Картина кончена, и надо ее продать.
Картины стоят любви. Те женщины, которые нарисованы на картинах, могли бы быть любимыми, но картины — это неисполненные романы или романы завершенные.
Пройдет сто лет, раскроют инициалы в письмах, разгадают, кого написал художник, расскажут о женщинах, как они вышли за других, как они постарели. Как будто откроют сундук с наследством и вынут старое платье. И не оживет это платье, потому что умерли люди, которые носили его.
Останутся картины художника с вечной, неистребленной, чистой любовью, вписанной среди смешных людей.
То освобождение любви, о котором говорили и петрашевцы, о котором мечтал по ночам художник, то счастье, за которое шли на эшафот, — оно в картине.
Тот, кто вернется от картины к биографии, не пойдет по дороге художника; дорога шла от жизни к картине, жизнью написанной. Жизнью оплачено то, чтобы горькая жизнь стала на картине обещанием другой жизни — прекрасной.
Федотов любил. Он пел:
Брожу ли я, Пишу ли я — Все Юлия да Юлия. Веселья чашу братскую С друзьями разопью ли я И громко песню хватскую С гитарой пропою ли я, — Все Юлия да Юлия!Болят глаза. Надо идти гулять.
На двенадцатой линии уже нет извозчиков. Все ниже дома, все больше травы, все гнилее мостки.
Вот человек в венгерке — он всегда ходил небритый; сейчас почувствовал строгость времени и побрился; вот здесь всегда попадались солдаты Финляндского полка: они забирались к самой Галерной гавани, чтобы меньше козырять офицерам. А теперь пусто: на улицах пошли строгости и усилились патрули.
Вот мостовая кончилась; тихая вода, отмели и низкая, вытоптанная трава.
Там, над Питером, золотой купол Исаакия, как шишак на отрубленной голове брата
Черномора.Здесь низкое солнце; здесь закопаны под курганом, почти сровненном, тела казненных декабристов.
Тихо, туман, трава, вода… Уже желтеют деревья.
ДВАДЦАТЬ ВТОРОЕ ДЕКАБРЯ 1849 ГОДА
Бернадский был прав, к нему и к его друзьям-художникам следствие подобралось очень близко. Арестовали и допрашивали надворного советника А. П. Баласогло — человека, близкого к искусству. Был он из семьи моряков, служил долго на Черноморском и Балтийском флоте, принимал участие в сражениях, был дружен с Геннадием Невельским и хотел с ним ехать в экспедицию для исследования восточных морей.
Баласогло занимался восточными языками и одновременно страстно был предан русскому искусству, добиваясь вакансии библиотекаря Академии художеств, думая там специально заняться составлением каталогов произведений отечественных мастеров.
При допросе расспрашивали надворного советника о его знакомых, о художниках Бернадском, Трутовском, Бейдемане и о Павле Федотове.
Баласогло сумел ответить довольно распространенно, но невнятно. Следственная комиссия уже имела на руках больше обвиняемых, чем на то рассчитывали; надо было свезти всех арестованных в Петропавловскую крепость до ледохода.

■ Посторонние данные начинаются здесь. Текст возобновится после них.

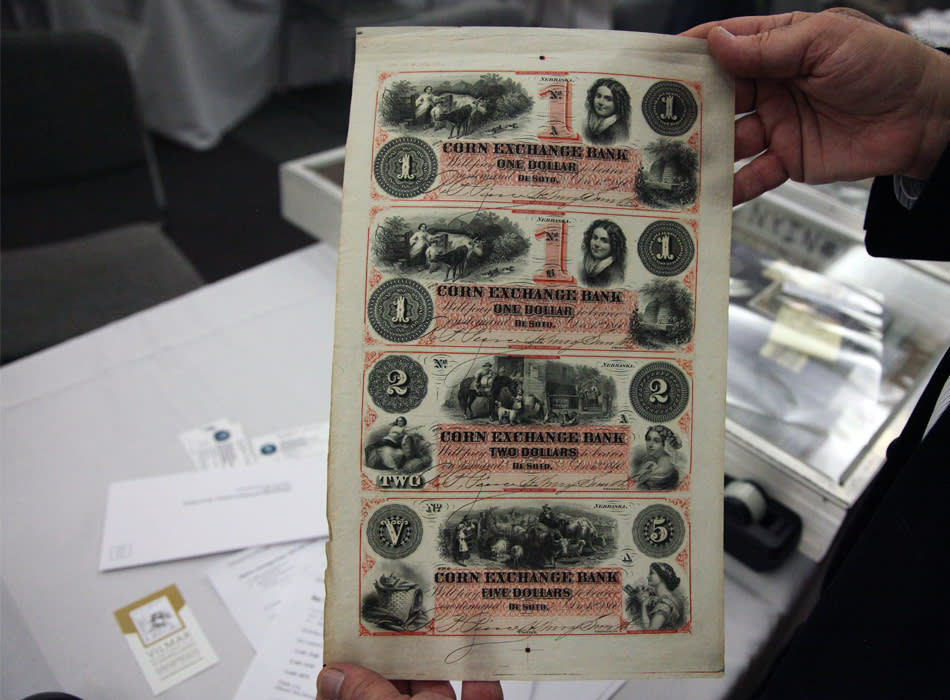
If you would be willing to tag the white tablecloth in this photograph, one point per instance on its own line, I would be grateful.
(255, 348)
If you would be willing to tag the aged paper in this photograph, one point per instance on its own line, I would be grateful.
(528, 387)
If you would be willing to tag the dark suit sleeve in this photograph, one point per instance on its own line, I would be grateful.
(919, 233)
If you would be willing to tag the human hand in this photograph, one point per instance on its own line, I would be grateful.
(831, 96)
(352, 682)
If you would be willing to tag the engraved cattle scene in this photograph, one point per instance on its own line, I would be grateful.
(477, 246)
(529, 537)
(521, 391)
(663, 316)
(669, 177)
(454, 108)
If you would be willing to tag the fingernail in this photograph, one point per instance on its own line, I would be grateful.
(329, 683)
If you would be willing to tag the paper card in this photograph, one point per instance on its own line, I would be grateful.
(194, 513)
(303, 441)
(220, 444)
(165, 638)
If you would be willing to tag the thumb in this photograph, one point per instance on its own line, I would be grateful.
(778, 52)
(349, 681)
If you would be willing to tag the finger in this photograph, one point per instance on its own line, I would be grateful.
(482, 690)
(435, 689)
(775, 53)
(352, 682)
(745, 96)
(761, 175)
(750, 137)
(746, 25)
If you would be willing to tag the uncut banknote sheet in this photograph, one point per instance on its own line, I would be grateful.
(526, 457)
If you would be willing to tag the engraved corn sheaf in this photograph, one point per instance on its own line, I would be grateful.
(669, 108)
(659, 531)
(400, 310)
(394, 531)
(397, 384)
(659, 391)
(665, 248)
(405, 167)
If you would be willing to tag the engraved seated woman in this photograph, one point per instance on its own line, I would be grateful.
(654, 466)
(656, 603)
(399, 450)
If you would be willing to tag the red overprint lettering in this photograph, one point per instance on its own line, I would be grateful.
(511, 314)
(551, 595)
(514, 169)
(519, 449)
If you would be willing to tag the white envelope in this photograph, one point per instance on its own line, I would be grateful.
(194, 513)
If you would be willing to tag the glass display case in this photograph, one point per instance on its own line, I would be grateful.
(828, 349)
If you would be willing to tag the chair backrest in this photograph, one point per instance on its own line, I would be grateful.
(75, 153)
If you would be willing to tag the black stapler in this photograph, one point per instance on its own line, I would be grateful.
(759, 531)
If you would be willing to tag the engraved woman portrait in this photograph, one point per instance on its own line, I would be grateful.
(657, 603)
(605, 254)
(608, 113)
(655, 463)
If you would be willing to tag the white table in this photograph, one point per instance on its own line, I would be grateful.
(110, 405)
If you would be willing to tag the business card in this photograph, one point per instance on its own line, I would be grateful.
(165, 638)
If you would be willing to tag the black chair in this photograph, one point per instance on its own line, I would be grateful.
(82, 201)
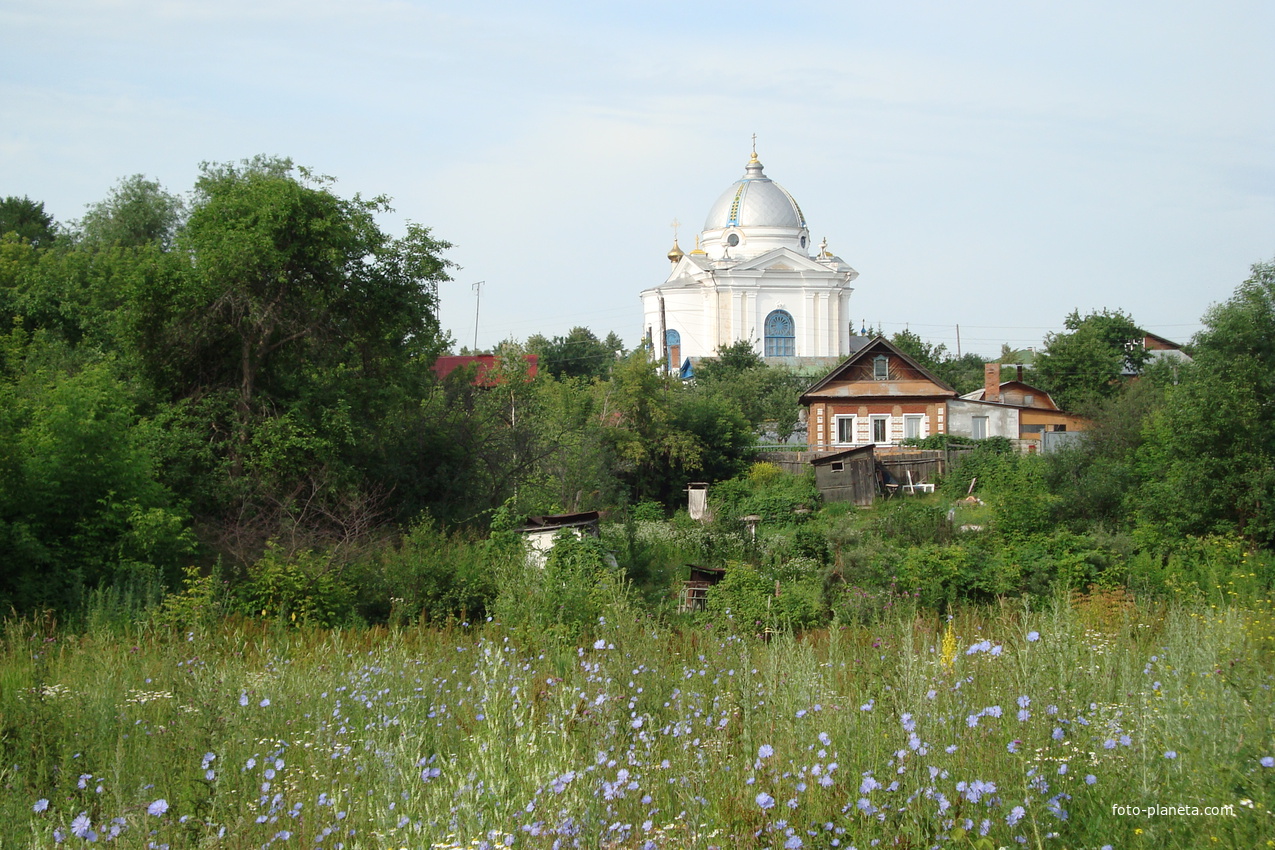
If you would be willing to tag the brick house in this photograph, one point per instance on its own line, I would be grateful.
(876, 396)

Николай Павлович сам накладывал резолюции на донесения о деле петрашевцев.
Он писал: «Я все прочел; дело важное, ибо ежели было только одно вранье, то и оно в высшей степени преступно и нетерпимо».
На дальнейших докладах он писал:
«С богом, и да будет воля его».
«Дай бог во всем успеха».
Когда арестованные были уже свезены в Петропавловскую крепость, написано было Орлову [14] : «Слава богу! Теперь буду ждать, какое последствие имело над ними сие арестование и что при первом свидании с главными ты от них узнаешь».
Узнали не так много: узнали то, что и так знали от провокатора Антонелли.
Антонелли вошел к петрашевцам и даже жил в одной квартире с Толлем, но о тех разветвлениях общества, в которые он не попал, следствие узнало мало. О тех собраниях, на которых Антонелли не был, следствие не знало ничего.
14
Орлов А. Ф. — начальник Третьего отделения, шеф жандармов, который в 1844 году заменил Бенкендорфа.
Подсудимые говорили как будто и охотно, но о вещах для того времени фантастических: о том, что в будущем труд станет страстным и энергичным, о соревновании в труде и даже об улучшении климата. Глухо дознанно было, что говорили еще о литографии, о типографии, как будто собирались завести журнал.
Самым главным считалось то, что отставной поручик инженерных войск Федор Достоевский читал письмо покойного Белинского к Гоголю. Письмо это было полно страстной уверенности в том, что жизнь России изменится.